那位年龄比较大的不是别人,正是米哈伊尔·亚力克山德罗维奇·柏辽兹,他在一家非常具有影响力的文学杂志担任编辑,同时还兼任莫斯科文学协会委员会(简称莫文协)的主席。而柏辽兹那位年轻的同伴正是诗人伊万·尼古拉伊维奇·庞尼勒夫,笔名叫做赫姆利斯。
现在这两位作家正行走在刚刚抽出嫩芽的菩提树树荫下面,直奔售货摊而来。货摊被漆成非常醒目的颜色,招牌上写着“啤酒饮料”几个字。
喔,是的,首先必须要向读者交待在这闷热的五月之夜发生的第一件奇怪的事。布朗那亚街上空无一人,不只是售货摊,就是人行道上也看不见哪怕一个人影。这个时候,人们几乎没有办法正常呼吸,炙烤莫斯科的烈日正在缓缓落下,坠落在莎多瓦亚环形路后面那片干燥的烟雾之中,没有人在树荫下面行走,长椅上也是无人落座,人行道上显得非常冷清。
“给我来瓶矿泉水!”柏辽兹喊道。
“没有。”售货摊里的女人冷淡地回答他说。
“那有啤酒吗?”赫姆利斯用粗哑刺耳的嗓音问那个女人。
“晚上才会运来。”女人回答他说。
“那现在你这里有什么?”柏辽兹问她。
“只有热杏子汁。”女人回答他。
“喔,那就给我来杯杏子汁,就杏子汁吧!……”
杏子汁不断地冒出浓烈的黄色泡沫,空气之中弥漫着一股只有在理发店里才能闻见的气味。喝完之后,没过多长时间两人就开始打嗝了。结完账之后,两人面朝湖边背对着布朗那亚街在长椅上慢慢地坐下了。
这个时候,第二桩奇怪的事发生了,但是这次却只发生在柏辽兹一个人的身上。忽然之间,他停止了打嗝,然后心脏怦的一跳,刹那间就像离开了身体一般,当心脏又重新回到体内的时候就好像是在心口上扎着一根粗针。不仅是这样,不知为何柏辽兹突然间深感恐惧,恨不得马上就头也不回地逃离所处的湖边。
柏辽兹十分焦虑地到处张望,不清楚是什么把自己吓成这个样子。只见他脸色苍白,然后用手帕擦了擦前额,心里想到:“我这是怎么回事?这种情形可从来都没有发生过,我的心脏出问题了……也许是操劳过度……全见鬼去吧,到时候去基斯洛沃兹克了……”

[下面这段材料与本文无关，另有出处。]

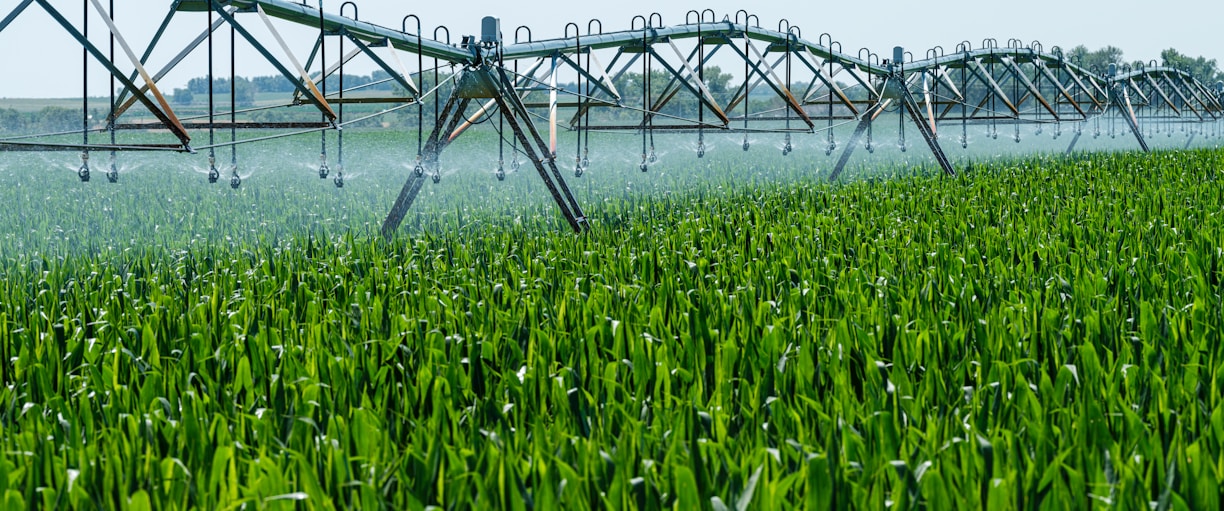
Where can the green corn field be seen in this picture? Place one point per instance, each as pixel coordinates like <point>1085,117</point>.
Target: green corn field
<point>1038,332</point>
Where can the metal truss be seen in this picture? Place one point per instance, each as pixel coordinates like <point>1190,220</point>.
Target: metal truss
<point>812,87</point>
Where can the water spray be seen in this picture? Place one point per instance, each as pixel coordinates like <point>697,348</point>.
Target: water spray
<point>83,172</point>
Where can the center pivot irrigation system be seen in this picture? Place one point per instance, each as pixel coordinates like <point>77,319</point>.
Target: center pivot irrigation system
<point>812,88</point>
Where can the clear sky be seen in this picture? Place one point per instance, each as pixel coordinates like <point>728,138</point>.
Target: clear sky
<point>41,60</point>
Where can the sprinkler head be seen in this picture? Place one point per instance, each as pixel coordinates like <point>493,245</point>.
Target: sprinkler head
<point>83,172</point>
<point>213,174</point>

这个时候,在柏辽兹的面前凝起一股热浪,并且从中幻化出一个透明人,相貌非常的怪异。只见他小小的脑袋上戴着一顶赛马骑师才会戴的那种高耸的帽子,身上穿着短格子夹克,所有一切都是空气做的……这个人身高两米,肩膀看起来十分瘦削,瘦得令人简直是无法相信。而且,敬请留意,他脸上正在露出一副嘲弄和不屑的神情。

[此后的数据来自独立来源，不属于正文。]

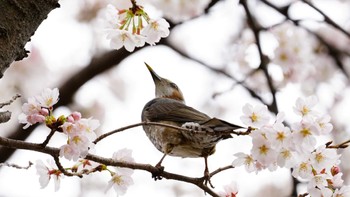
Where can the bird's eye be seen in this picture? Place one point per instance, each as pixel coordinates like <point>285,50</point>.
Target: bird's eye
<point>173,85</point>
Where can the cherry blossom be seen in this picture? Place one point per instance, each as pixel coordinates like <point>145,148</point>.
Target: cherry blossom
<point>45,174</point>
<point>230,190</point>
<point>303,107</point>
<point>133,27</point>
<point>255,117</point>
<point>38,108</point>
<point>121,179</point>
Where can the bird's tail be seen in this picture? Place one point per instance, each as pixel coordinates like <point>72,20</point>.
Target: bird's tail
<point>220,125</point>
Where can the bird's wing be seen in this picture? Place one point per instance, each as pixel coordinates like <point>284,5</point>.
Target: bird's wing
<point>163,109</point>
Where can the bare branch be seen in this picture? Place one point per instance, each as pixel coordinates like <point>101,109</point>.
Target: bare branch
<point>17,144</point>
<point>327,19</point>
<point>10,101</point>
<point>12,165</point>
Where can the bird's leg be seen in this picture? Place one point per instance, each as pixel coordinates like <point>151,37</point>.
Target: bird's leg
<point>159,164</point>
<point>206,173</point>
<point>157,175</point>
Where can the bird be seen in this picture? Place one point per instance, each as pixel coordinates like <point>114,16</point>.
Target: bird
<point>195,134</point>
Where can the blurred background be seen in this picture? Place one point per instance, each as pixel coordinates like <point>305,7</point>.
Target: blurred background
<point>211,54</point>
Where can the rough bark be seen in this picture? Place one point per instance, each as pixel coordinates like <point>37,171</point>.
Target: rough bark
<point>18,22</point>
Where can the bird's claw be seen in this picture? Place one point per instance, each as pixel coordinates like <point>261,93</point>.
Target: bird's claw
<point>207,179</point>
<point>157,174</point>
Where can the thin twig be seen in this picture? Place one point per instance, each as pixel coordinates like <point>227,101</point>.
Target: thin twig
<point>16,165</point>
<point>327,19</point>
<point>48,138</point>
<point>220,170</point>
<point>17,144</point>
<point>264,60</point>
<point>10,101</point>
<point>338,146</point>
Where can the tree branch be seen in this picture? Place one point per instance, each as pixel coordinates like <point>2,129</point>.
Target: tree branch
<point>18,22</point>
<point>54,152</point>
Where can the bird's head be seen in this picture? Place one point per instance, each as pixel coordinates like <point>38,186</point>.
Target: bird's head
<point>165,88</point>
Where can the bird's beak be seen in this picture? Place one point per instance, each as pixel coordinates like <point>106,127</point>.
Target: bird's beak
<point>156,78</point>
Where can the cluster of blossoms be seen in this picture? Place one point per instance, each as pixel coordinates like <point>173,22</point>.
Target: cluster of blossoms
<point>80,131</point>
<point>120,181</point>
<point>38,108</point>
<point>277,145</point>
<point>121,178</point>
<point>298,53</point>
<point>181,10</point>
<point>127,27</point>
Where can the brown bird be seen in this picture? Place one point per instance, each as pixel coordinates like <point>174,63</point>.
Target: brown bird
<point>200,134</point>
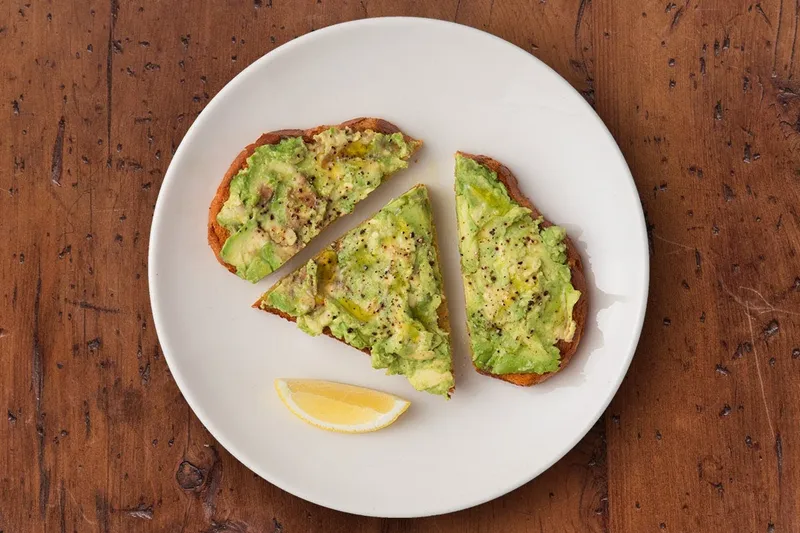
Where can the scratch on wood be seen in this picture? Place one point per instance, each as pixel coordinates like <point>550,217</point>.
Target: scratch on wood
<point>213,484</point>
<point>777,37</point>
<point>579,19</point>
<point>37,379</point>
<point>57,163</point>
<point>758,370</point>
<point>113,10</point>
<point>83,304</point>
<point>227,526</point>
<point>141,511</point>
<point>189,477</point>
<point>760,11</point>
<point>101,511</point>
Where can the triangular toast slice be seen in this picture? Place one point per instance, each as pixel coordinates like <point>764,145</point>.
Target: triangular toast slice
<point>379,289</point>
<point>523,278</point>
<point>282,190</point>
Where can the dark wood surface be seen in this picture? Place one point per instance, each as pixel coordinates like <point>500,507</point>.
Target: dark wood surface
<point>703,97</point>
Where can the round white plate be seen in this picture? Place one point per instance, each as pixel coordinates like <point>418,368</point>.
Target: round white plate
<point>457,89</point>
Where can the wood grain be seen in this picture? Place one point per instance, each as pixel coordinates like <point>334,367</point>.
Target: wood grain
<point>703,98</point>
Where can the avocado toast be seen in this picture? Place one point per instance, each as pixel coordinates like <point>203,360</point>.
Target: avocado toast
<point>523,277</point>
<point>282,190</point>
<point>378,289</point>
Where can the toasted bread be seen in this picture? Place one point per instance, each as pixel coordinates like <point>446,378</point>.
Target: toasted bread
<point>441,311</point>
<point>580,310</point>
<point>217,234</point>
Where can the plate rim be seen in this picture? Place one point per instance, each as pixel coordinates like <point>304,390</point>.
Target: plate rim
<point>159,214</point>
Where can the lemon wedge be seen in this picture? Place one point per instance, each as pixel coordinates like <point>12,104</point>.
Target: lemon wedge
<point>339,407</point>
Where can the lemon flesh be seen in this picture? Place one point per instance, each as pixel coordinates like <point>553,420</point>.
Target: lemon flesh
<point>339,407</point>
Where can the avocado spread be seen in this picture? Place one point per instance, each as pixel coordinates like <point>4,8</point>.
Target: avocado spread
<point>291,190</point>
<point>516,279</point>
<point>379,288</point>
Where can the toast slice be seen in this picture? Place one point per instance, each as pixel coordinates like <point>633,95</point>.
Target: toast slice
<point>284,189</point>
<point>378,289</point>
<point>523,277</point>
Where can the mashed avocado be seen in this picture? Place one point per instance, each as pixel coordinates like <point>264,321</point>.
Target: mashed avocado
<point>516,278</point>
<point>291,190</point>
<point>379,288</point>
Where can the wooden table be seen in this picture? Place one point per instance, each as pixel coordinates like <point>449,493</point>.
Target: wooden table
<point>703,96</point>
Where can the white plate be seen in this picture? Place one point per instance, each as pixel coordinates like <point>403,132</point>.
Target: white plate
<point>458,89</point>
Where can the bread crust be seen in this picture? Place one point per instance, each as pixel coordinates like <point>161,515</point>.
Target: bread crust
<point>581,308</point>
<point>217,235</point>
<point>442,311</point>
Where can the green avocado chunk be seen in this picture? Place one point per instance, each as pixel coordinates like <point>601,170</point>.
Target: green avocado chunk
<point>379,288</point>
<point>517,283</point>
<point>291,190</point>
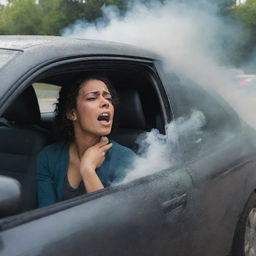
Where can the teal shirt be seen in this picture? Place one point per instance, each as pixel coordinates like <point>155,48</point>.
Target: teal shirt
<point>52,166</point>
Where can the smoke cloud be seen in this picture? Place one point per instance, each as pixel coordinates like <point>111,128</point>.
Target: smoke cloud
<point>195,42</point>
<point>158,151</point>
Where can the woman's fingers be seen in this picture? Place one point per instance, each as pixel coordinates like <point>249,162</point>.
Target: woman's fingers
<point>105,148</point>
<point>103,142</point>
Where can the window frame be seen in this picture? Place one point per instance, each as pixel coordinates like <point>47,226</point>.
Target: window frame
<point>33,76</point>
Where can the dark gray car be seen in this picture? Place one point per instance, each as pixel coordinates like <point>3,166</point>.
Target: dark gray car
<point>204,203</point>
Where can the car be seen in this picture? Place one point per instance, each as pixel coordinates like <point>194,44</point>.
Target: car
<point>202,202</point>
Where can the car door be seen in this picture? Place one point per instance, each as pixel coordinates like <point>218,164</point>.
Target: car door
<point>219,159</point>
<point>147,216</point>
<point>143,217</point>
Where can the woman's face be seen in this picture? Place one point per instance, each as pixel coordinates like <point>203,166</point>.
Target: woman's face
<point>94,110</point>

这辈子柏辽兹还没有见过这么离奇的事,他瞪大了双眼,脸色显得愈加苍白,惊慌失措地想:“这根本就不可能!……”
但是,天啊,这个高个子的透明人现在就在眼前,漂浮在半空中左右摇摆。恐惧一点点吞噬了柏辽兹,他吓得紧闭双眼。等到他再次睁开眼睛的时候,却发现所有一切都已经结束了。幻影早就已经散去,格子夹克也一点点地消失了,就连扎在心口的粗针也一起不见了踪迹。
“啊,见鬼!”柏辽兹大声地喊道,“你知道吗?伊万,我刚才差点就中暑了!我竟然产生了幻觉!……”柏辽兹妄图挤出笑容,但是眼里仍然充满恐惧,手也一刻不停地颤抖。最后他终于渐渐地平静了下来,拿起手帕来扇了几下,就开始兴高采烈地继续喝饮料之前谈到的话题:“呃,那么……”
事后我们得知,这次的谈话内容是关于耶稣的。编辑向诗人约了一首反对宗教的诗歌,并且准备在下期的杂志上发表。伊万在很短的时间内就完稿了,但是遗憾的是,编辑非常不满。虽然诗人在描写主人公耶稣的时候基调阴沉,但是编辑却仍认为整首诗必须要重写。编辑正想向诗人谈论耶稣,准备指出诗人所犯的根本性错误。究竟伊万为什么没有写好,是缺少描述天赋,还是因为完全不熟悉本次主题?尽管伊万把耶稣描写成一个恶贯满盈的人,但是却描写得活灵活现,一个曾经存在于世间的耶稣的形象跃然纸上。
现在柏辽兹想要说服诗人的最主要的一点就在于,无论耶稣是好是坏,在这个世界上,耶稣从来就没有存在过,所有那些关于他的故事都纯属虚构,是最普通的的神话故事。
但是有一点必须指出,编辑饱读诗书,谈话过程中,他十分巧妙地引出古代历史学家——例如著名的亚历山大的斐洛,以及知识渊博的优素福·弗拉维雪——这些人对于耶稣是否存在从来都是只字未提的。柏辽兹在炫耀完自己的渊博知识之后,告诉诗人在塔西陀著名的《编年史》第15卷第44章中所提到的耶稣受刑的情景,根本就是后人胡编乱造出来的。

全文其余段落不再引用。